A recent law, House Bill 2387 (HB-2387), went into effect, imposing restrictions on the operation of approximately 600 cryptocurrency exchange kiosks (crypto ATMs) within the state. The machines operate similarly to regular ATMs, but they allow users to withdraw cash from their bank accounts, use it to buy cryptocurrencies, and then load those cryptocurrencies into online wallets. HB-2387 restricts first-time users to no more than $2,000 in transactions per day, while limiting veteran users to no more than $10,500 per day. Additionally, HB-2387 mandates that each kiosk screen include fraud alerts displayed to all users before completing any transaction.
Most cryptocurrency users handle their transactions through online platforms and exchanges, which offer more security features and protection. These digital platforms provide verification processes, transaction histories, and customer support that physical kiosks often lack. Investors typically research market trends and explore new crypto to invest in through established exchanges that offer educational resources and security measures. Major platforms have implemented two-factor authentication, identity verification, and insurance policies to protect user accounts and funds. This online approach gives users time to make informed decisions without pressure.
However, while the increased use of cryptocurrency creates many new opportunities, it also opens up significant chances for malicious individuals to act inappropriately. There are several examples of criminal activity associated with crypto kiosks that target elderly people. Criminals usually present themselves to the victim in one of three different roles: bank representative, tech support agent, or law enforcement officer.
The scammer then creates a sense of panic and urgency, leading the victim to believe they need to deposit the money immediately into a crypto kiosk to either save their account(s) or avoid legal trouble. As soon as the deposited funds are converted to cryptocurrency and moved to a digital wallet, they can be transferred to an overseas account in minutes. Due to the rapid movement of cryptocurrencies, law enforcement agencies generally do not recover funds lost to such scams.

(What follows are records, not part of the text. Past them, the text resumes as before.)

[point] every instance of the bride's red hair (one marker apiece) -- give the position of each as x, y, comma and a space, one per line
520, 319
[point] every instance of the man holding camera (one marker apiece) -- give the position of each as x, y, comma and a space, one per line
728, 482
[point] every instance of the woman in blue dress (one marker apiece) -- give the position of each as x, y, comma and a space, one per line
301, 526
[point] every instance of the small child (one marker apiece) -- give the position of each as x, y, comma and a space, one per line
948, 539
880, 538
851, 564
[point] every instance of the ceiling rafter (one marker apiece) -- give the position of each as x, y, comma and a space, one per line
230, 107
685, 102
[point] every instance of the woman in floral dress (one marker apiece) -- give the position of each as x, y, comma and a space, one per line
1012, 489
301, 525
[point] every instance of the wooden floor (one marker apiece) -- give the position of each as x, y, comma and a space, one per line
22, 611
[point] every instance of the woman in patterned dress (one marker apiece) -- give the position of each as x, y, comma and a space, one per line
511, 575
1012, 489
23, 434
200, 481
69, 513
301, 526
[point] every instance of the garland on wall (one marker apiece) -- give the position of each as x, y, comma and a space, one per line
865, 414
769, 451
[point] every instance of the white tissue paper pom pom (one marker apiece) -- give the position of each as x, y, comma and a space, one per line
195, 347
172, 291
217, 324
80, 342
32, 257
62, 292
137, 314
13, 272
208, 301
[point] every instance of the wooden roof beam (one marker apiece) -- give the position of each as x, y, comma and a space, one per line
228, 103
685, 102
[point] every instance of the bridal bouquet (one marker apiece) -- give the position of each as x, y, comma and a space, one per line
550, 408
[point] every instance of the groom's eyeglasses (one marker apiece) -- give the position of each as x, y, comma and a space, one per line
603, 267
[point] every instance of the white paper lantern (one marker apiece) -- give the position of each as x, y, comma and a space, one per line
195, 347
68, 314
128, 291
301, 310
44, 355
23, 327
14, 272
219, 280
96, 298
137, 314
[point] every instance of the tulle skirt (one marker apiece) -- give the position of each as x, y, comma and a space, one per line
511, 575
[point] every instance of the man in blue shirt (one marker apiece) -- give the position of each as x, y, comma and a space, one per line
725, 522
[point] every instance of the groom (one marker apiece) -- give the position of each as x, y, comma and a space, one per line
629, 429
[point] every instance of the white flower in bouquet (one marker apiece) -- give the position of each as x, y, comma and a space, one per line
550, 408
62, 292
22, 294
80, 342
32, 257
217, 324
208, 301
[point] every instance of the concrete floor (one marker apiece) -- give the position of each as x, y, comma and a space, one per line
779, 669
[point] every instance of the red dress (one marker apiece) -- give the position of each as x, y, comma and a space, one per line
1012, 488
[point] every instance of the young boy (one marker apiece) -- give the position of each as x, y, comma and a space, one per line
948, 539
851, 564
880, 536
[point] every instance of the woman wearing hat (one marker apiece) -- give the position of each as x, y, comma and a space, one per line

New state law mandates cryptocurrency kiosk operators to install fraud prevention technology (anti-fraud blockchain software) on their kiosks and generate a receipt for each transaction made at one of their kiosks. The receipt will allow investigators to follow the money and provide consumers with a paper trail to support filing a complaint against them. Additionally, if a customer reports being scammed by an Arizona kiosk operator, they will be entitled to a full refund of all money lost, including fees. But the customer must submit the report within 30 days of purchasing at a kiosk.

Arizona has joined nine other states that have enacted legislation requiring the use of fraud-prevention technology, such as anti-fraud blockchain-tracking software on cryptocurrency kiosks and the issuance of a receipt for each transaction made at those kiosks. The states that have previously introduced similar measures are Colorado, Illinois, Iowa, Louisiana, Maryland, Nebraska, North Dakota, Oklahoma, and Rhode Island. California and Connecticut were the first two states to enact legislation regulating cryptocurrency kiosk operators in 2023. In fact, California recently imposed a $300,000 fine on cryptocurrency kiosk operator Coinme for failing to comply with the state’s Digital Financial Assets Law.